他抓著剪刀衝著「岑梓白」發出了一聲低吼。
「閉嘴閉嘴閉嘴——」
最後他直接伸手,一把扯出了頭顱口中那條濕潤紅軟的舌頭剪了下去。
帶有濃重腥臭味的血液,從舌頭的斷裂處湧出來。
「唔……」
「岑梓白」發出了一聲悶哼。
他的絮叨終於停止了。
甘棠大口大口地喘著氣。
然後他踉蹌著起身將手伸入怪物因為凝著血液,摸上去格外濕滑的頭髮,他就那樣拽著「岑梓白」的頭髮,提著那顆頭,一搖一擺走進了廚房。
他不太熟練地點起了老式爐灶里的火。
火舌鮮紅,黑煙滾滾。
柴火的氣息混合著熱氣撲面而來。
而甘棠對此恍若未覺,他只是擰著眉頭,自顧自的將「岑梓白」滿是血污的頭顱硬生生塞進了燃著火的火灶腔膛之中。
既然是蟲子,應該也只能用這種方式來處理了吧。
甘棠在心中平靜地想著。他看著火舌一下子填上了怪物的頭髮和皮膚,空氣中瞬間溢滿了蛋白質被燒焦時特有的惡臭。灶膛處傳來噼啪作響的聲音,男生原本英俊的面頰上迅速冒出了大團大團的水泡,無數蒼白蠕動的「線團」裹挾著半凝固的血塊從頭顱的竅孔中瘋狂湧出,但很快就火焰吞噬,燒成黑而焦縮的一團簌簌滾落在爐灰之中。
「糖……糖……」
可是,「岑梓白」已經被燒焦的口舌卻再次開始蠕動,從頭顱的深處,再一次傳來了怪物對甘棠的呼喚,那聲音就像是從噩夢中傳出來的一樣。

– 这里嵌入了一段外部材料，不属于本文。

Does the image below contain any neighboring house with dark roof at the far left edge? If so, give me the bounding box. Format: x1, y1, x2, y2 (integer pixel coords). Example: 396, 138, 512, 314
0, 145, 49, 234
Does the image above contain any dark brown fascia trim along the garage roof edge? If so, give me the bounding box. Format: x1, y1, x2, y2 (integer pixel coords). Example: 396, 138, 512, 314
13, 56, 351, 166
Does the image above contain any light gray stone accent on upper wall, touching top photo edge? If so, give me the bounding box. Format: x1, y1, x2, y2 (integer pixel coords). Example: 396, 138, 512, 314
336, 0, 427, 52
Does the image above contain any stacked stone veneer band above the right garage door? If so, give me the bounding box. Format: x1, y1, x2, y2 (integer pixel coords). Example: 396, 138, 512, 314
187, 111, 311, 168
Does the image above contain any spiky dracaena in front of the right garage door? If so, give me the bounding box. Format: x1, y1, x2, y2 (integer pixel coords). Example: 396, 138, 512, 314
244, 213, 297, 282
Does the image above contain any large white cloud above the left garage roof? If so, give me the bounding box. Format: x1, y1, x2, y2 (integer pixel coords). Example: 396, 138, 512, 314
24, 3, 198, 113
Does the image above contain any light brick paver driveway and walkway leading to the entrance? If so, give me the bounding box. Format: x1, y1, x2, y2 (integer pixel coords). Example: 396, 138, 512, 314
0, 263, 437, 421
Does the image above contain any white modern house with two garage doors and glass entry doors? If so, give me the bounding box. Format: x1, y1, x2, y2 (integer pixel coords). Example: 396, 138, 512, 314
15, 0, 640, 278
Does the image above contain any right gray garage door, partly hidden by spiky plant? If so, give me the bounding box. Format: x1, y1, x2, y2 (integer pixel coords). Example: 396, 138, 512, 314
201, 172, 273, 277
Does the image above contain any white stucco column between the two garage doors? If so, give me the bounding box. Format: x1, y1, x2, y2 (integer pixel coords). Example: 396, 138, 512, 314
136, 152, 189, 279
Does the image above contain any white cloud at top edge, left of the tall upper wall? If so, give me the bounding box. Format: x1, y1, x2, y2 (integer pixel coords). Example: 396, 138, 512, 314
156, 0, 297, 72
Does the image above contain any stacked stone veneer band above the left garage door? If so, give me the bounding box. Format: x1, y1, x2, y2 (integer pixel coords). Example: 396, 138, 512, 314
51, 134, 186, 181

「不要……這樣……」它艱難地開口道,詭異的是,哪怕到了這一刻,它的聲音聽上去就是那麼的無害,甚至還帶著些許軟弱和為難,「如果我被消滅了……對你來說會很……危險……它們太喜歡你了,我們都很喜歡你……但不、它們所有的思維能力都來自於……我的映射……它們會比我更……粗暴……它們太貪婪了……它們……會……不擇手……它們會傷害你……糖糖……」
「放我出來……糖糖……」
「只有我能保護你……」
「糖糖……」
「糖……」
……
隨著火勢逐漸變得旺盛,那顆頭顱也變得愈發焦黑。漸漸的,漸漸的,它的囈語消失在了噼啪作響的火光中。
甘棠一眨不眨盯著「岑梓白」。
在高溫的作用下,爐腔中的空氣有了些許水波似的顫動,以至於那顆一點點被燒掉了所有軟組織,顯露出頭骨形態的頭顱,此時看上去就像正在咧嘴衝著甘棠微微直笑。
甘棠的眼睛和臉頰都被撲面而來的熱氣扎得生疼,可他一點也捨不得挪開視線。
隨著怪物逐漸失去活性,他的心也漸漸變得輕盈,不知不覺中,疲倦和睏倦,就像潮水一般慢慢地湧上來吞沒了甘棠原本就已經搖搖欲墜的神智。
就連甘棠自己都發現自己終於蜷縮著身子,在燃燒的灶膛前合上了眼睛。
他做了一個夢。
而夢的內容,來自於那隻怪物精心向他描繪的,地獄一般的未來。